Młody ogrodnik niejednokrotnie pokłada ślepą wiarę w youtubowego guru lub wujka Google, z rozmachem i na dużą skalę wdrażając to, co znalazł, przeczytał, obejrzał, bez troski o własny kontekst. Później okazuje się, że jednak te grządki podwyższone to nie dla niego i trzeba je przerabiać, że leśny ogród to tak naprawdę nie to co chciał, bo teraz widzi mu się sad, że rozsady wypychają go z mieszkania już kwietniu, bo jak mu radzono, wysiał je w styczniu a nie w marcu. W dzisiejszych czasach warto każdą informację obracać w palcach jak dawniej monetę, sprawdzając czy nie jest fałszywa. Warto też pytać, bo gdy trzech mówi ci, że jesteś pijany, to lepiej uwierz i się połóż. Często zadanie weryfikującego pytania na innej grupie facebookowej pozwala skutecznie oddzielić fakty od mitów.

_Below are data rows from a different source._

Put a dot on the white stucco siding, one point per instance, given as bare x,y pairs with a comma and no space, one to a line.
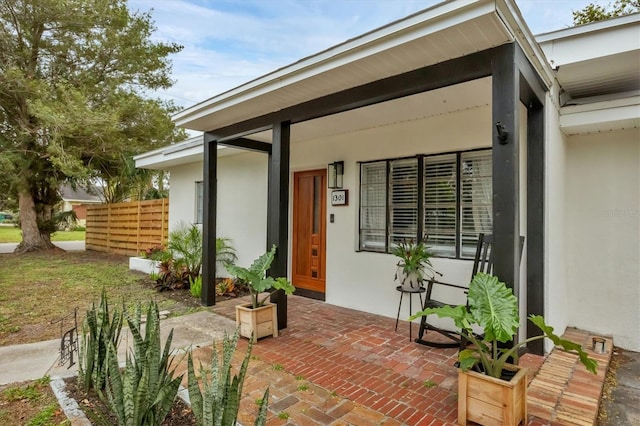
182,193
242,203
363,280
556,294
603,234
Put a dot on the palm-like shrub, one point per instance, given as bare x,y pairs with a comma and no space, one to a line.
100,328
219,403
225,253
142,394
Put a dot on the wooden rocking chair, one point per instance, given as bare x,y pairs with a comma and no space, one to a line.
482,262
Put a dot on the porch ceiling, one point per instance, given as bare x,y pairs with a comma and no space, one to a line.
445,31
460,97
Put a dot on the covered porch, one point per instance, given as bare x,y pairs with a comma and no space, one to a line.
456,77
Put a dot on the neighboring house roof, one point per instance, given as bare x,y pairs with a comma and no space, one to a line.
85,195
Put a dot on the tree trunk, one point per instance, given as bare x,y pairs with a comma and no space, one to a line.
32,238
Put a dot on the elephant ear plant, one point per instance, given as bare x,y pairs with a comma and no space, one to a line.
257,279
493,307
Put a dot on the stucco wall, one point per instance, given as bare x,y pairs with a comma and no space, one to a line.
182,194
242,201
556,293
603,234
360,280
364,280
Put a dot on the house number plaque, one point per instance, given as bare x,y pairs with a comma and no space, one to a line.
340,197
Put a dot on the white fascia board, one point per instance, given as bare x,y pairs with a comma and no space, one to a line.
171,154
429,21
588,28
601,116
591,41
520,31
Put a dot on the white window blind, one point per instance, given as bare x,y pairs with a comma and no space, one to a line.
440,192
476,200
403,200
373,206
451,207
199,202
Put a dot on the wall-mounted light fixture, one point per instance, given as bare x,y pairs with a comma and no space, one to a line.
335,174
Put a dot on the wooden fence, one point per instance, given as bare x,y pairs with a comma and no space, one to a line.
127,228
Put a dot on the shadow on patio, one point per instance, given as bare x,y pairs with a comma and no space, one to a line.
339,366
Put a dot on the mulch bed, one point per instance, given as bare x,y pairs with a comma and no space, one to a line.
100,414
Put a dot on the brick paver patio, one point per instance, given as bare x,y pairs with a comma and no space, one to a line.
337,366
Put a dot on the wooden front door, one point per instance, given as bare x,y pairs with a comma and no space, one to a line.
309,231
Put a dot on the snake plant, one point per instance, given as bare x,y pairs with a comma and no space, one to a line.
493,307
142,394
98,330
219,403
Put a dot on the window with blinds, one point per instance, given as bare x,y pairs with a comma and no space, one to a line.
199,202
403,200
373,206
476,201
440,203
445,197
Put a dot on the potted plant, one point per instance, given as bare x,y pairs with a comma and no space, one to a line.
414,264
259,318
490,390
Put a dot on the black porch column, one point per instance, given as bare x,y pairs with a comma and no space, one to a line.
506,187
210,189
278,212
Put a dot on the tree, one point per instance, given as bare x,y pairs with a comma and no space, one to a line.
74,81
594,12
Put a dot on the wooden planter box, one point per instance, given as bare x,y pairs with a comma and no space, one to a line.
490,401
262,321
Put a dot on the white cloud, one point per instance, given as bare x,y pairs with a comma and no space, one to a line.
227,43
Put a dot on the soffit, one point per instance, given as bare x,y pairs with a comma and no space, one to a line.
596,59
447,31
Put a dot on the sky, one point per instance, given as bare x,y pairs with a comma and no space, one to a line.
230,42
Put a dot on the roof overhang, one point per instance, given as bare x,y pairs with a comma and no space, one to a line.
603,116
595,59
446,31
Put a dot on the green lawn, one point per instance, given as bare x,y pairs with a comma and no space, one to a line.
38,288
10,234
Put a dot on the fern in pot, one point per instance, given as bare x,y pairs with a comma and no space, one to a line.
414,264
484,365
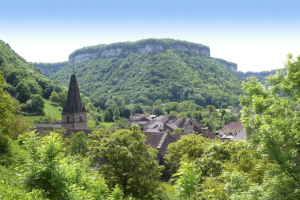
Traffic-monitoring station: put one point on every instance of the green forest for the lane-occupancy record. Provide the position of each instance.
(171, 75)
(266, 167)
(116, 164)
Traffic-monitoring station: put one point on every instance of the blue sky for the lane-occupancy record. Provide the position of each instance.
(254, 34)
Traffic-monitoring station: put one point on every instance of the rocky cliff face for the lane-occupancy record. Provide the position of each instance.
(229, 65)
(195, 50)
(83, 57)
(48, 69)
(148, 48)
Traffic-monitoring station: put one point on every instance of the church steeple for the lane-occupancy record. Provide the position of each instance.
(73, 104)
(74, 114)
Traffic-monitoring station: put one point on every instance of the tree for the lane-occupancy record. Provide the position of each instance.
(138, 109)
(158, 110)
(127, 162)
(271, 118)
(182, 115)
(229, 117)
(6, 108)
(54, 97)
(173, 113)
(211, 108)
(23, 92)
(34, 106)
(116, 113)
(191, 145)
(78, 144)
(123, 123)
(58, 176)
(223, 112)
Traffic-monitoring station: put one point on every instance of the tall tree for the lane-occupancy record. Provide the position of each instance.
(127, 162)
(271, 118)
(6, 108)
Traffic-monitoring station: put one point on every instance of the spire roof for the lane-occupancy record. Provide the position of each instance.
(73, 104)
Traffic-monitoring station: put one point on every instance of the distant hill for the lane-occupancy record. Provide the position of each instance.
(261, 76)
(22, 79)
(147, 70)
(48, 69)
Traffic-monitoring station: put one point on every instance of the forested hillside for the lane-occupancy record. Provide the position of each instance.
(170, 75)
(261, 76)
(26, 83)
(48, 69)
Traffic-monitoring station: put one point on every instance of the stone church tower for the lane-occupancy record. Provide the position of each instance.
(74, 114)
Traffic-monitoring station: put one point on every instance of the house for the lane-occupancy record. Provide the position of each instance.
(233, 131)
(160, 141)
(74, 115)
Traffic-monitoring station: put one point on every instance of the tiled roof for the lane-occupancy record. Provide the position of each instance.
(166, 119)
(234, 125)
(178, 121)
(172, 125)
(46, 128)
(240, 136)
(153, 138)
(177, 136)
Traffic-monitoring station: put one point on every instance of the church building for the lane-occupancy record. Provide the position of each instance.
(74, 114)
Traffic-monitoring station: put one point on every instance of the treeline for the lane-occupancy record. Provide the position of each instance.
(261, 76)
(134, 46)
(25, 83)
(172, 75)
(48, 69)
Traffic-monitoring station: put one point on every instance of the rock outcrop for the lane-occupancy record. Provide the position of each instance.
(195, 50)
(150, 48)
(229, 65)
(83, 57)
(109, 51)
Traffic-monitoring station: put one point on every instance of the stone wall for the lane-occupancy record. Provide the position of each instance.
(76, 120)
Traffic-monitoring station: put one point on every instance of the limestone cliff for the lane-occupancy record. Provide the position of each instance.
(229, 65)
(48, 69)
(141, 47)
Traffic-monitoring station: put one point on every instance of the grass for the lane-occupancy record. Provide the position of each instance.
(169, 189)
(51, 110)
(54, 111)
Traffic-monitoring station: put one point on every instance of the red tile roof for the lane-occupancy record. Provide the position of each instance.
(234, 125)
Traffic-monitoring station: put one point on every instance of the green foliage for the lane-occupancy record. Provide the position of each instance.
(6, 108)
(44, 170)
(125, 159)
(187, 184)
(182, 115)
(211, 108)
(78, 144)
(116, 113)
(44, 120)
(178, 130)
(170, 75)
(229, 117)
(271, 119)
(191, 145)
(23, 79)
(158, 110)
(58, 176)
(23, 92)
(48, 69)
(123, 123)
(34, 106)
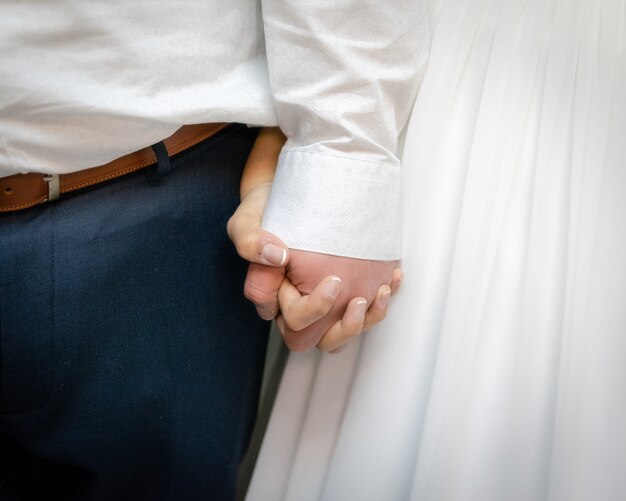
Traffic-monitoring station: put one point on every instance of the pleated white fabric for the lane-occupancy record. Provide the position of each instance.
(500, 373)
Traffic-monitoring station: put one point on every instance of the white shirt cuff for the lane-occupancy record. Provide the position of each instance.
(334, 204)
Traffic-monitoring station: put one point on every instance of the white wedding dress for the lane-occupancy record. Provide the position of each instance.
(500, 372)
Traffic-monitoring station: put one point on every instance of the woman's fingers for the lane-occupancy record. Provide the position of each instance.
(346, 329)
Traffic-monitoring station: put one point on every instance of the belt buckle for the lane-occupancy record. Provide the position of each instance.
(54, 186)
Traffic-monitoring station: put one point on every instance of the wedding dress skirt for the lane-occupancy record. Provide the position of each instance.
(500, 372)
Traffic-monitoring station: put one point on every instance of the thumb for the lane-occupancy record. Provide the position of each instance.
(253, 243)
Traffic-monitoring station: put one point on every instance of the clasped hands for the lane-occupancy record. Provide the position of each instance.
(317, 299)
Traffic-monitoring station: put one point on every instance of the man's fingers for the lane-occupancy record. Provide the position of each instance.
(346, 329)
(261, 287)
(396, 281)
(253, 243)
(300, 311)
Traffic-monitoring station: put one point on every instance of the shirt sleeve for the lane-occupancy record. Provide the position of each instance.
(344, 75)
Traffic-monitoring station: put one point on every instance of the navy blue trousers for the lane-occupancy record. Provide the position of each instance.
(130, 361)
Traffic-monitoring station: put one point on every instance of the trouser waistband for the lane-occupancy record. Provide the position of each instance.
(22, 191)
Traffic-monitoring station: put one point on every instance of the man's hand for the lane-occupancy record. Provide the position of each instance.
(267, 253)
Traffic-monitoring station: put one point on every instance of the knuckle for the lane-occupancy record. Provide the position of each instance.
(259, 294)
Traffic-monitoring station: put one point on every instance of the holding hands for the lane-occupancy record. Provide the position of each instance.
(317, 299)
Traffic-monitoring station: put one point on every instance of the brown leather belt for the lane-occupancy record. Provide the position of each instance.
(21, 191)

Nie każde rozwiązanie wszystkim odpowiada.

Młody ogrodnik nie powinien „wkładać wszystkich jajek do jednego koszyka”, czyli od razu zakładać i urządzać całego ogrodu wedle jedynej słusznej metody, a raczej najpierw na małych obszarach spróbować wielu rozwiązań po to, aby przetestować, które sprawdzają się najlepiej w jego warunkach i które sprawiają mu największą radość i najmniej problemów. Dopiero dokonawszy wyboru, ogrodnik może naprawdę rozwinąć skrzydła i działać dalej. Warto tu zwrócić uwagę, że ogrodnik nie ma obowiązku wybierać „całych pakietów” oferowanych przez wyznawców poszczególnych technik, metod, strategii, a przeciwnie, z ich elementów może skomponować sobie swój własny ogrodniczy „Gangnam Style”. Bo jak mawiał nieodżałowany Bruce Lee, mistrzem staje się ten, kto z każdej szkoły przyswoi to, co użyteczne, a odrzuci to, co nieprzydatne, nie przywiązując się do żadnej bardziej, niż nakazuje rozsądek.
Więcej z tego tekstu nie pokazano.